After domestic travel cratered during the pandemic, hotel operators hiked up room rates during the travel boom that followed. In response, workers are demanding a larger share of profits.

Workers will picket outside hotels on May Day, the international workers’ holiday, in the first multi-city contract campaign since 2018, when housekeepers in some markets secured panic buttons.

However, the demonstrators may face some pressure in markets still recovering from the pandemic, such as San Francisco and Hawaii, analysts said.

The labor group represents some 40,000 hotel workers in major cities across the U.S. and Canada. UCG/Universal Images Group via Getty Images

“Profitability for hotel owners [in San Francisco] is still way off of 2019 levels, so hotel owners will be very reluctant to give an inch to the unions as they really can’t afford to do so,” Truist analyst Patrick Scholes told Reuters.

Travel began booming in 2021 but many hotels leaned into the staffing and service cuts like optional room cleanings that they made during learners times , the union claims.

“Our union is not going to let these changes stick,”  Unite Here President D Taylor said in a statement during the pandemic.

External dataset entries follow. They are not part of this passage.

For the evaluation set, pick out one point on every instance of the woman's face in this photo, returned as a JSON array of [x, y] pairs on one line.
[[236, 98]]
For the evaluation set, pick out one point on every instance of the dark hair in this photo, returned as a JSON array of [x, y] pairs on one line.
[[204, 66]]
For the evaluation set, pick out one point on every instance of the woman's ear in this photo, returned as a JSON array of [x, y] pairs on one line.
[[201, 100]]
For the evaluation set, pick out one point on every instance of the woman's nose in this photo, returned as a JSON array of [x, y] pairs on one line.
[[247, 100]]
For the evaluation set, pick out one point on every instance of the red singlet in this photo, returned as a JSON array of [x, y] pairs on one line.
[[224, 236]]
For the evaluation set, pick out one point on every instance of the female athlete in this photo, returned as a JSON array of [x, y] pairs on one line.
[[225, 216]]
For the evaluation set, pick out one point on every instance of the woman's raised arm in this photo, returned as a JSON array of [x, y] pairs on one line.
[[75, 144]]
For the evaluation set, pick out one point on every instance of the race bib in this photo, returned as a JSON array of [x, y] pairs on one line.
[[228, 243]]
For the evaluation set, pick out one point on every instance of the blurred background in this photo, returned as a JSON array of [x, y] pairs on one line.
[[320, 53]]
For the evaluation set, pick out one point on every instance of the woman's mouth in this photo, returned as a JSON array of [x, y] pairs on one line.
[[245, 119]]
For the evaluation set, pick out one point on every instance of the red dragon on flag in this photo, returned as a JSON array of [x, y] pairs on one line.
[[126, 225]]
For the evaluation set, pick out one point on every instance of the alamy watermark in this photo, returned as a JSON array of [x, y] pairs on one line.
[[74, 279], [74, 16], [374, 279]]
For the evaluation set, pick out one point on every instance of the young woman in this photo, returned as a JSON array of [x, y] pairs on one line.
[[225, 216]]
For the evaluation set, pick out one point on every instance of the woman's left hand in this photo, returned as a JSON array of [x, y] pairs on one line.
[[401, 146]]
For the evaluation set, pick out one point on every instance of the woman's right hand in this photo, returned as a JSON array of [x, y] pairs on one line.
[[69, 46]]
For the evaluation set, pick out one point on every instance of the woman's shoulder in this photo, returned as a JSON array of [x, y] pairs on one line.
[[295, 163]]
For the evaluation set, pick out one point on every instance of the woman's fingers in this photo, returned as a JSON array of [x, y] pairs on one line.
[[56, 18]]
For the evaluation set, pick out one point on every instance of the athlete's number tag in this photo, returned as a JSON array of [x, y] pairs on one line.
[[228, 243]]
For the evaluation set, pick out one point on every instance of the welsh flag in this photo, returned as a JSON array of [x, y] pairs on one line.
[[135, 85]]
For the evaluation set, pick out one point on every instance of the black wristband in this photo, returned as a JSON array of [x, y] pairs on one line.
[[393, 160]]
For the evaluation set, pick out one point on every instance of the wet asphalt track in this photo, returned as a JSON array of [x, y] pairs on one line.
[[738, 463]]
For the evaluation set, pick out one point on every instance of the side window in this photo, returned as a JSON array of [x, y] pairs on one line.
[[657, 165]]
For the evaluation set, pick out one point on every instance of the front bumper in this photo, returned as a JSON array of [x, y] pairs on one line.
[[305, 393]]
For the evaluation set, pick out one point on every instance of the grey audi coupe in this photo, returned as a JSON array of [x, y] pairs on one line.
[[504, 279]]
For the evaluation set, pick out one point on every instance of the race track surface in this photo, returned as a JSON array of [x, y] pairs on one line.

The planned rally comes after a significant year for labor negotiations in the U.S. — with manufacturing, auto and hospitality workers in Las Vegas among those that landed record contracts as a tight labor market allowed employees to flex more bargaining power.

Contract negotiations between Unite Here and Marriott, Hyatt and Hilton are off to a rocky start with thousands of hotel workers rallying this week. UCG/Universal Images Group via Getty Images
San Francisco is among the cities that has not recovered from the pandemic, according to industry experts. Anadolu via Getty Images

The Culinary and Bartenders Unions in Las Vegas, Unite Here affiliates, said its workers got a 10% wage increase in the first year of its new five-year contract and a total 32% in raises, a record in its history.

Last year, Chicago hoteliers averted a strike by ratifying a contract that raised non-tipped workers’ wages to a $25 per hour minimum and requires that hotels clean guest rooms every day, according to a Unite Here press release.

Non-union budget hotels across the country have struggled to attract guests this year as inflation takes a larger bite out of the their travel budgets, as The Post previously reported.

Econo Lodge, Days Inn, Super 8 and SureStay posted occupancy rates of  48.7% in the first quarter – down 5% from a year ago, according to preliminary first quarter data from STR/CoStar, which tracks the hotel industry.